TSU's partners in Brazil focus on keeping their soils strong and alive. They use high regenerative technologies, fungal networks and all kinds of intercropping.

As we ask about agroforestry, Lennart argues that regenerative agriculture is in general a better aim than agroforestry. We learn that agroforestry works especially well for subsistence farmers, who live off their lands. It allows them to grow, sell and consume other products such as mangos and avocados. Farmers who have more financial stability, for example in Brazil, do not need to grow their own food. In this region, more sunlight is needed for the coffee trees, so it is not compatible with a shaded agroforestry system. Their partners in Brazil focus on keeping their soils strong and alive. They use high regenerative technologies, fungal networks and all kinds of intercropping, which make them very advanced compared to Europe where monoculture is dominating.

I then ask if he believes circular coffee, in the sense of self regenerating coffee, is compatible with an increasing consumption and demand. Can we all keep drinking coffee while being part of a circular system? 
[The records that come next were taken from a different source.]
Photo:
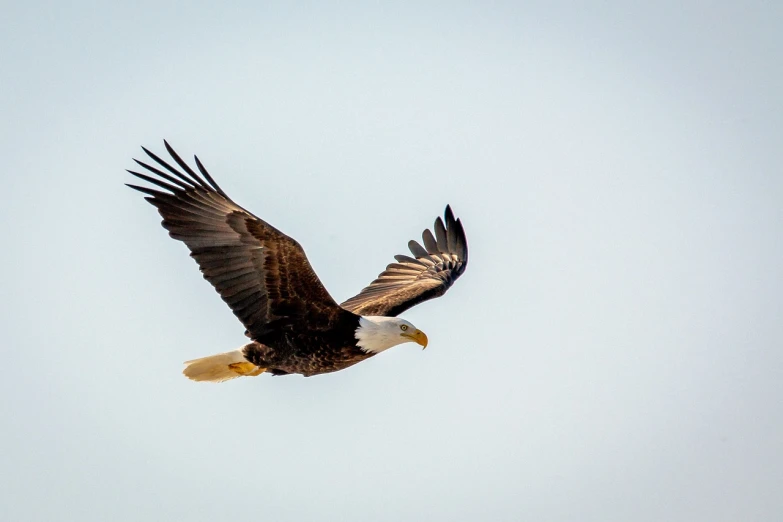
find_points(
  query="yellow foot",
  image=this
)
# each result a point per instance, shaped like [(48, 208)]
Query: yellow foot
[(247, 369)]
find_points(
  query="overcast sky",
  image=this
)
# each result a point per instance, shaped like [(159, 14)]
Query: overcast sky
[(612, 353)]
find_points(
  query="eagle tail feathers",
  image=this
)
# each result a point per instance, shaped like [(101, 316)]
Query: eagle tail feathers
[(221, 367)]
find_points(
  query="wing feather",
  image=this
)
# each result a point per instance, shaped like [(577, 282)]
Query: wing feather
[(412, 280), (262, 274)]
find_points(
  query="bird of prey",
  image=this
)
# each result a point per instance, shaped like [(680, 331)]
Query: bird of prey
[(263, 275)]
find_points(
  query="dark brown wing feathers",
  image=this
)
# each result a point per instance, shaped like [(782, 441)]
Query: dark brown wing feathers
[(262, 274), (412, 280)]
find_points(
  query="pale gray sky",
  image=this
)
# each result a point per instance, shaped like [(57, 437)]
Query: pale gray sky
[(612, 353)]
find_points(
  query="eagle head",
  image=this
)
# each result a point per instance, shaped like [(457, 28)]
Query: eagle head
[(376, 334)]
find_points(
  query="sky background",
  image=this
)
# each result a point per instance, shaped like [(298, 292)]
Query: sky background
[(612, 353)]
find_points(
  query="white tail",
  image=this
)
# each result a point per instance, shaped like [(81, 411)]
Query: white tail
[(221, 367)]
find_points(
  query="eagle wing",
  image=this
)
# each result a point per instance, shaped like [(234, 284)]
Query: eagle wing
[(411, 280), (262, 274)]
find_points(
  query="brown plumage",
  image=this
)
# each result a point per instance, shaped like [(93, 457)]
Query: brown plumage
[(265, 278)]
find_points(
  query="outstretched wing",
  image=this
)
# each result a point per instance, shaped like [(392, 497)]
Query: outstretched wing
[(262, 274), (412, 280)]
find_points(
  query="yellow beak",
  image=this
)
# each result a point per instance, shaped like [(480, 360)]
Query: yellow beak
[(417, 337)]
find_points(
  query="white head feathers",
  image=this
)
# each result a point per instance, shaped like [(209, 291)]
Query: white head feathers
[(376, 334)]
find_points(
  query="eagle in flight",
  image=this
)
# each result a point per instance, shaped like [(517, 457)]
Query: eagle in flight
[(263, 275)]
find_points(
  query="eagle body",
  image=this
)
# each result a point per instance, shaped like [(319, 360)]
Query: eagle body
[(263, 275), (308, 352)]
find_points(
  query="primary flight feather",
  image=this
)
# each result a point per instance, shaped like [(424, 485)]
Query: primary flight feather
[(265, 278)]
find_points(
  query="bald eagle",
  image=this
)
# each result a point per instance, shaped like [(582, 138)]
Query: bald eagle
[(294, 325)]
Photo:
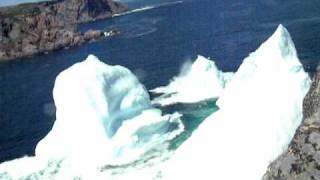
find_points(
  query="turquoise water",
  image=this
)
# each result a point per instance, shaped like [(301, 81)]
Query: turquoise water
[(193, 116)]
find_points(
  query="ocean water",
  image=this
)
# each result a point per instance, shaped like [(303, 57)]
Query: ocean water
[(154, 43)]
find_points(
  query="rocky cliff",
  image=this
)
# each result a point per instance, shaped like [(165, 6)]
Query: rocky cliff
[(39, 27), (302, 159)]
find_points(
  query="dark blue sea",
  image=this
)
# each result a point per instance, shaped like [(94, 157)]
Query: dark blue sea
[(154, 43)]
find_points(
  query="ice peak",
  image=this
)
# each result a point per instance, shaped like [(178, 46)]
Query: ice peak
[(280, 43), (92, 57)]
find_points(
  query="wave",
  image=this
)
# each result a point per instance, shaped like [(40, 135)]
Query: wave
[(146, 8)]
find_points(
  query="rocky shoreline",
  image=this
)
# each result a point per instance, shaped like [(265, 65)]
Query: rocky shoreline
[(302, 159), (33, 28)]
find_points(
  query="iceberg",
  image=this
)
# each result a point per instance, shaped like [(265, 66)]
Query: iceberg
[(95, 103), (260, 109), (201, 81)]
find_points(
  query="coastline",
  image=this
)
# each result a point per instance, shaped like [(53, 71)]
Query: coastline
[(34, 28)]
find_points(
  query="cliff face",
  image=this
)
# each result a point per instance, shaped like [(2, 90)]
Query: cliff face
[(302, 160), (32, 28)]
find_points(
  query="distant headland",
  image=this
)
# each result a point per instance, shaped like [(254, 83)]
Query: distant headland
[(33, 28)]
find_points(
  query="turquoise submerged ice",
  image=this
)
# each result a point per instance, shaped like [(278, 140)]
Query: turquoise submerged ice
[(104, 116), (259, 111)]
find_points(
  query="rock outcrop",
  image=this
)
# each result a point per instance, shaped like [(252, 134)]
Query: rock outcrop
[(302, 159), (39, 27)]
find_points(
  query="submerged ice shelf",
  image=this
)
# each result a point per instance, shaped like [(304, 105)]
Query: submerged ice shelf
[(105, 118), (259, 111)]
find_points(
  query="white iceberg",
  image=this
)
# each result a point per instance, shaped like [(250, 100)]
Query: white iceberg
[(201, 81), (93, 101), (260, 109)]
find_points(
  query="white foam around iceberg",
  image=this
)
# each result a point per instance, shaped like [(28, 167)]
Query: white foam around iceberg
[(260, 109), (93, 101), (202, 81)]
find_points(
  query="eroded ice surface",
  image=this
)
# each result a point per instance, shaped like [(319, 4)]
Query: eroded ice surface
[(260, 109), (93, 101), (201, 81)]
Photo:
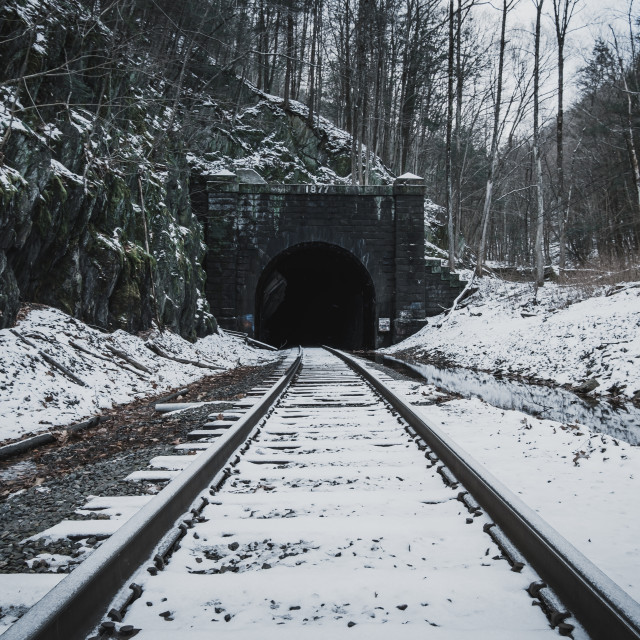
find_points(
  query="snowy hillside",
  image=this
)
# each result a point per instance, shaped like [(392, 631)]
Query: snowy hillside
[(582, 337), (36, 395)]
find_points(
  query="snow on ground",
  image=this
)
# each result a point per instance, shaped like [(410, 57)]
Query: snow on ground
[(564, 338), (586, 485), (351, 536), (35, 396)]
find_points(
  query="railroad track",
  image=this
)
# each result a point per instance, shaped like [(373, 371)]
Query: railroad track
[(341, 511)]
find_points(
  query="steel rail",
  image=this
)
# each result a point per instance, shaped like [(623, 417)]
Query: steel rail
[(72, 608), (604, 609)]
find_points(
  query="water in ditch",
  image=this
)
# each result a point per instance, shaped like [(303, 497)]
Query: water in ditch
[(622, 422)]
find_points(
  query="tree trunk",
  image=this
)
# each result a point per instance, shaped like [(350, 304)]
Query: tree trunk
[(539, 257)]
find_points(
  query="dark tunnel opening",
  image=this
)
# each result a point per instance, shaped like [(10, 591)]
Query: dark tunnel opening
[(315, 294)]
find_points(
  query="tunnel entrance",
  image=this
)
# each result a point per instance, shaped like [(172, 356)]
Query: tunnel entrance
[(316, 293)]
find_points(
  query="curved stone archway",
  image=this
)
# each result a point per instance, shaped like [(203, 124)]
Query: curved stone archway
[(316, 293)]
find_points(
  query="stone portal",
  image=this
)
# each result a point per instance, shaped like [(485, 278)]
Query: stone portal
[(308, 264)]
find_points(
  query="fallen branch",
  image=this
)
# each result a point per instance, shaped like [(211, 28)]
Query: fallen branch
[(461, 295), (127, 358), (93, 354), (54, 363), (163, 354)]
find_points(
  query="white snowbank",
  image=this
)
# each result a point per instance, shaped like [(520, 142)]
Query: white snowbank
[(563, 338), (34, 396)]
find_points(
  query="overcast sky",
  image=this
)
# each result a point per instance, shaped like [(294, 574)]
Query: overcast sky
[(591, 20)]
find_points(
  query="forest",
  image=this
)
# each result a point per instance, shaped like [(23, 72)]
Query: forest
[(530, 167)]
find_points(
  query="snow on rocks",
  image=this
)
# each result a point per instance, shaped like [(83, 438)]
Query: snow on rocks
[(115, 368), (568, 337)]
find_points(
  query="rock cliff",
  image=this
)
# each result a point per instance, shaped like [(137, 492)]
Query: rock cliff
[(103, 166)]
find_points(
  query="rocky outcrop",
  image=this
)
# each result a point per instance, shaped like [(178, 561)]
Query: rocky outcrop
[(101, 181)]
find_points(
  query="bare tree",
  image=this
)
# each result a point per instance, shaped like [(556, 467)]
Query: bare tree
[(539, 257), (563, 11), (495, 138)]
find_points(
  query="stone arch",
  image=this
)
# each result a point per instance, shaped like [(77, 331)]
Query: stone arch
[(316, 293)]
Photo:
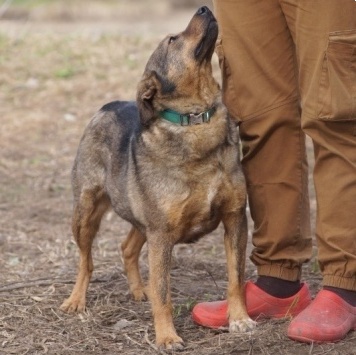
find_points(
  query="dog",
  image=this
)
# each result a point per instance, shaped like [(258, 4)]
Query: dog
[(168, 164)]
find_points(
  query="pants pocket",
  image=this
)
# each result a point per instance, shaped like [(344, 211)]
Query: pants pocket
[(337, 90)]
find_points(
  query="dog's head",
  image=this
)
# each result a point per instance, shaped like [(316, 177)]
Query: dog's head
[(178, 75)]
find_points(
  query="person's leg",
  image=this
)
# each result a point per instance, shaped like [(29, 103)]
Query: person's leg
[(325, 35), (260, 91)]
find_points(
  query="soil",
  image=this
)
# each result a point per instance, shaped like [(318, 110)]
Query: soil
[(59, 64)]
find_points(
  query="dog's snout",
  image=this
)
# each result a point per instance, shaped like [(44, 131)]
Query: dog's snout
[(203, 10)]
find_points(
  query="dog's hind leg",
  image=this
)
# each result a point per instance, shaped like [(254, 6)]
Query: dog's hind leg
[(87, 214), (235, 240), (131, 249)]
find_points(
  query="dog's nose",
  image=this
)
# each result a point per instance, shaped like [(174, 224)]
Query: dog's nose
[(203, 10)]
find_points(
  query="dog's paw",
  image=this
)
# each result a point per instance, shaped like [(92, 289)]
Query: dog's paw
[(174, 343), (242, 326), (71, 305)]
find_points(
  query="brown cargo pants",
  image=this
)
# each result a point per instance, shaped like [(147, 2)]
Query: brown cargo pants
[(289, 68)]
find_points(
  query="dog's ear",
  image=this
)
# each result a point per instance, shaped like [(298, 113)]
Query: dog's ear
[(146, 91)]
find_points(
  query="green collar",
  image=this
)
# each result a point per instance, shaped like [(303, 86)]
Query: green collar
[(189, 118)]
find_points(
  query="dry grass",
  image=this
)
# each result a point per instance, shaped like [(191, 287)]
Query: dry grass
[(51, 82)]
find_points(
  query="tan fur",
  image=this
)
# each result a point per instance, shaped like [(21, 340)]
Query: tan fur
[(172, 183)]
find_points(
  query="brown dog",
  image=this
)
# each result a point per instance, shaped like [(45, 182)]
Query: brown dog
[(168, 164)]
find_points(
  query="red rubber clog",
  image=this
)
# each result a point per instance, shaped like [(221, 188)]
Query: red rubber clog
[(259, 305), (327, 319)]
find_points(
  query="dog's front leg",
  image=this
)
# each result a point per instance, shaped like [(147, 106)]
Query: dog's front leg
[(159, 258), (235, 246)]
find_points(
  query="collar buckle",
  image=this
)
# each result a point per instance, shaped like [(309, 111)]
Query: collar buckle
[(196, 118)]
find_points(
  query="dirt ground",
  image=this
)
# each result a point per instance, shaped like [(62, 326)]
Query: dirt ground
[(59, 64)]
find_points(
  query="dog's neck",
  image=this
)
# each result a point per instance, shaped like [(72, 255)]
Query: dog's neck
[(189, 118)]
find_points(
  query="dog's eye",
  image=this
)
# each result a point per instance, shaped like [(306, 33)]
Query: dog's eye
[(172, 39)]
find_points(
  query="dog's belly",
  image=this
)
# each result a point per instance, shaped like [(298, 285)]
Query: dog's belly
[(199, 230)]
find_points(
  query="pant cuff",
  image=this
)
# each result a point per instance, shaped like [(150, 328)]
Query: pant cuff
[(279, 271), (348, 283)]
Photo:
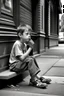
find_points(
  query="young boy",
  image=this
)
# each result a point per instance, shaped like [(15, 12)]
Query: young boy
[(20, 59)]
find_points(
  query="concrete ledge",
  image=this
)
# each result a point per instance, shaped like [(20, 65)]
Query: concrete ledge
[(7, 74)]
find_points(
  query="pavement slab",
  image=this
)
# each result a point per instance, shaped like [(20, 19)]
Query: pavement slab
[(60, 63), (55, 79), (15, 93), (46, 63), (56, 71), (51, 90)]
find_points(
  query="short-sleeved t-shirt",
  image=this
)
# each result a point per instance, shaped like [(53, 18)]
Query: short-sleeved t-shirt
[(18, 49)]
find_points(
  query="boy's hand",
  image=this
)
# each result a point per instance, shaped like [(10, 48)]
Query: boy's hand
[(31, 43)]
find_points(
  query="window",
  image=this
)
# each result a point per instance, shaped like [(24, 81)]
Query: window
[(6, 5)]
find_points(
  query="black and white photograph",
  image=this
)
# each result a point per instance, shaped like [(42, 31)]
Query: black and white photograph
[(31, 47)]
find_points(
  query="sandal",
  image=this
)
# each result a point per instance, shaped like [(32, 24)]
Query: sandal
[(37, 83), (44, 80)]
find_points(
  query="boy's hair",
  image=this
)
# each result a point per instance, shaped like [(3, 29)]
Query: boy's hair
[(22, 27)]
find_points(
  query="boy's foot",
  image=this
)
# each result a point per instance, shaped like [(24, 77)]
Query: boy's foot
[(44, 80), (37, 83)]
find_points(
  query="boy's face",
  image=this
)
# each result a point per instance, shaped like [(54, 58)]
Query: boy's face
[(26, 36)]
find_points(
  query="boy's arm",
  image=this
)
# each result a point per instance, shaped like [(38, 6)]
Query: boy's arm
[(31, 44)]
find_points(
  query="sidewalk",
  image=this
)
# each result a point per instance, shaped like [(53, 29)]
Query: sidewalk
[(51, 63)]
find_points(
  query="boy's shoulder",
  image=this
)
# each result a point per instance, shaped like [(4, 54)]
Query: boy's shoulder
[(16, 43)]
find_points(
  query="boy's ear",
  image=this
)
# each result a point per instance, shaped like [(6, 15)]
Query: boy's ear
[(19, 34)]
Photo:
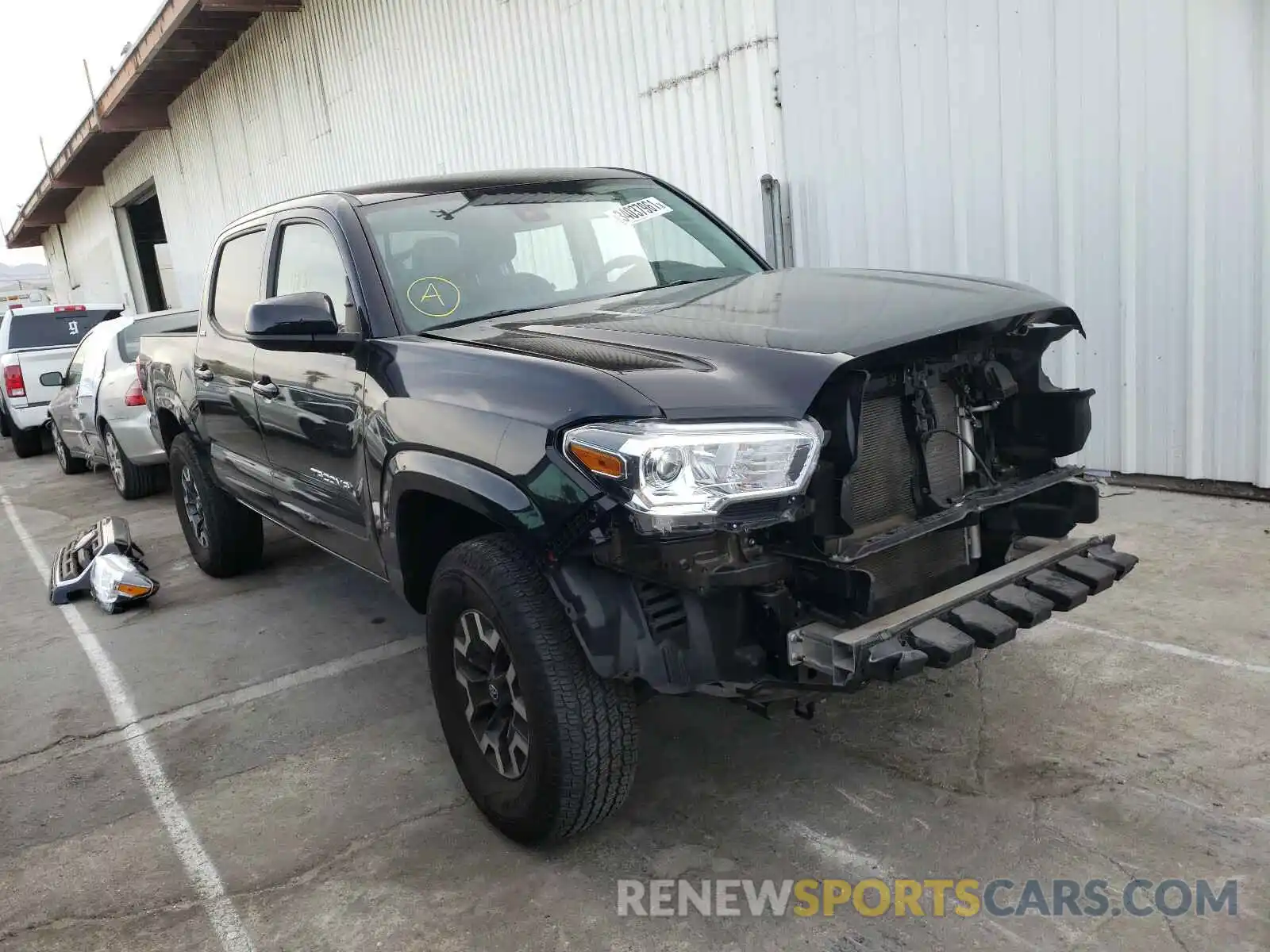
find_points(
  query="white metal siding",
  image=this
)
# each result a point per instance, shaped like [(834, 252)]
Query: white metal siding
[(343, 93), (1111, 152)]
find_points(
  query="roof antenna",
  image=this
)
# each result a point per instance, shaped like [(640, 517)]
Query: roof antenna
[(88, 76)]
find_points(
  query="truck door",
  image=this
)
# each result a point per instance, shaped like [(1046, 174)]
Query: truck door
[(226, 420), (310, 404)]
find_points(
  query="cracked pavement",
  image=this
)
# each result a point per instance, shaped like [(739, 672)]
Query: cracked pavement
[(336, 819)]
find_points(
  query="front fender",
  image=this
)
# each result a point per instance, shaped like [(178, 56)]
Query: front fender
[(162, 399)]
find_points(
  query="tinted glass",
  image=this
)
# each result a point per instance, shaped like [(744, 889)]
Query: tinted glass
[(309, 260), (238, 281), (75, 368), (56, 329), (457, 257), (129, 340)]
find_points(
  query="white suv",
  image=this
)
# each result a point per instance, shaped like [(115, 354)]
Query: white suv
[(35, 340)]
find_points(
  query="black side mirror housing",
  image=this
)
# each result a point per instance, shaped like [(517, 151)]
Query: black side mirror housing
[(300, 321)]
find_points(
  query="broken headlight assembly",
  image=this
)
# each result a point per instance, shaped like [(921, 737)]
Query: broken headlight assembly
[(683, 476), (105, 562)]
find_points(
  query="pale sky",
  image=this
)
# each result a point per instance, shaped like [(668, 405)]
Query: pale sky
[(42, 86)]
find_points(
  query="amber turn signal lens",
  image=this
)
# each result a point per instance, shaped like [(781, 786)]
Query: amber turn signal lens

Lennart’s answer is yes, knowing that Brazil lands are supplying about half of the demand, while being able to grow large scale coffee in a sustainable way. The main challenge is that it takes about five years to see the benefits of regenerative agriculture. In the first years, the yield efficiency is decreasing as the soil is dependent on artificial inputs. After that, we get healthy and resilient soils thanks to the return of fungal networks underneath, which act like an extension of the coffee tree. These practices will increase yield efficiency in the long run and help meet the demand in a sustainable way.

For Lennart, any coffee company that wants to measure its impact should start with soil measurement. The community and network that he builds can help us all develop knowledge in regenerative agriculture, source more sustainably and become more circular.